シェリルも少し緊張した面持ちでグラバインさん達の行動を見ている。
「安心せい。儂らはお主に話を聞きたいだけじゃ」
「一体何の話を?」
俺が尋ねれると、真剣な表情でジェスターさんが話し始める。
「まず、私のことを話そうか。私は“花咲く道化”のアルレとクインの息子なんだよ。最も父であるアルレには会った事も無いけどね」
ああそうか。誰かに似ていると思ったけどアルレにどことなく似ているんだ。
俺は何となく納得してしまった。
「実は今日。ジュン君が家を開ける前に私達が開けようとしたんだよ。そしたら結界が作動したんだ。その後、君がドアに手を触れたら何の抵抗も無く開いた。この理由を説明してくれないか。君の言う事を信じよう。追求しないことも約束しよう」
真剣な目で俺を見つめてくる。俺は一瞬嘘で切り抜けようかと考えてしまう。だが嘘をついたところでバレるだろうし、二人からの信頼を確実に失うだろう。それなら本当のことを話す方が気が楽だ。最も本当のことを話しても信じてもらえるかは分からないけど。
一度シェリルの方を見る。
「私は貴様について行くだけだ。好きにしろ」
そう言って軽く微笑む。俺は二人の方を向き口を開いた。
「実は…」
キーノとアルレの事を伝える。キーノが話した昔話も俺は伝えた。他にも容姿・戦い方・技など俺が知っている限りのことは伝えたつもりだ。そして最後に宝玉をお守りから取り出して二人に見せる。それとギルドで手に入れた日記もだ。

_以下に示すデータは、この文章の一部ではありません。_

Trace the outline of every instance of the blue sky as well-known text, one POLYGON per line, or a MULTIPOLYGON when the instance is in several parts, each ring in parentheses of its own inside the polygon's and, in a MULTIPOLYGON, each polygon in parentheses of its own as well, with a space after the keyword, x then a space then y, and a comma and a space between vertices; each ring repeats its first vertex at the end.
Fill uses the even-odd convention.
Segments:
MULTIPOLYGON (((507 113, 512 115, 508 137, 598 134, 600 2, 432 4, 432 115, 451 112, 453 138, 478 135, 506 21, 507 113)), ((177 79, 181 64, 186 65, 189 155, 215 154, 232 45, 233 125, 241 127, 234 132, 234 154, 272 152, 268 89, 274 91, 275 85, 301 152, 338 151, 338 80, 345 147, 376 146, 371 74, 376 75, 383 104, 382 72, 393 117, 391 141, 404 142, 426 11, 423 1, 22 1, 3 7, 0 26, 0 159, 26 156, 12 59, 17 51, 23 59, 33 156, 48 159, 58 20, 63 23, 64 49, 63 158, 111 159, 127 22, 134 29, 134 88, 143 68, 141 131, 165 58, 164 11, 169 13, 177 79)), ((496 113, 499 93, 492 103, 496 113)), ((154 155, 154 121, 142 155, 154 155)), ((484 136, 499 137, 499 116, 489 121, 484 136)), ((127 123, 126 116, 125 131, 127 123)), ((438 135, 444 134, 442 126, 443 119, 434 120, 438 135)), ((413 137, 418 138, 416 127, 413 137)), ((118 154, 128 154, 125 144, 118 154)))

日記に書かれているあのページ見終えるるとジェスターさんは涙を流していた。
「私は父の事を大量殺人犯としか見ていなかった。母の信頼を裏切り消えていった父の事を快く思っていなかった。父を信じて亡くなった母が可哀想だと思っていた。でも母は正しかったようだ。全てが真実とは限らないけど胸のモヤモヤが晴れた気がするよ」
「え~と、俺の話を信じてくれるんですか?」
「私は音魔法の使い手だからね。心音や声の震え等で嘘を言っているかどうかはある程度分かるさ。だからジュン君の言葉は信じているよ。隠したいこともあっただろうけど本当のことを話してくれてありがとう」
そう言ってジェスターさんは微笑んだ。男だと分かっていてもドキッとしてしまうな。
「痛っ!?」
シェリルが不機嫌な顔でつねってきた。…俺ってそんなに表情に出やすいかな。
俺とシェリルがそんな事をしている間に、グラバインさんとジェスターさんはアルレの事を話していた。
その後はそれぞれ部屋へと戻っていく。二人とも笑顔だった。ジェスターさんもグラバインさんもアルレに対する思いがあったのだろう。とりあえず明日からも協力してもらえそうだし一安心だ。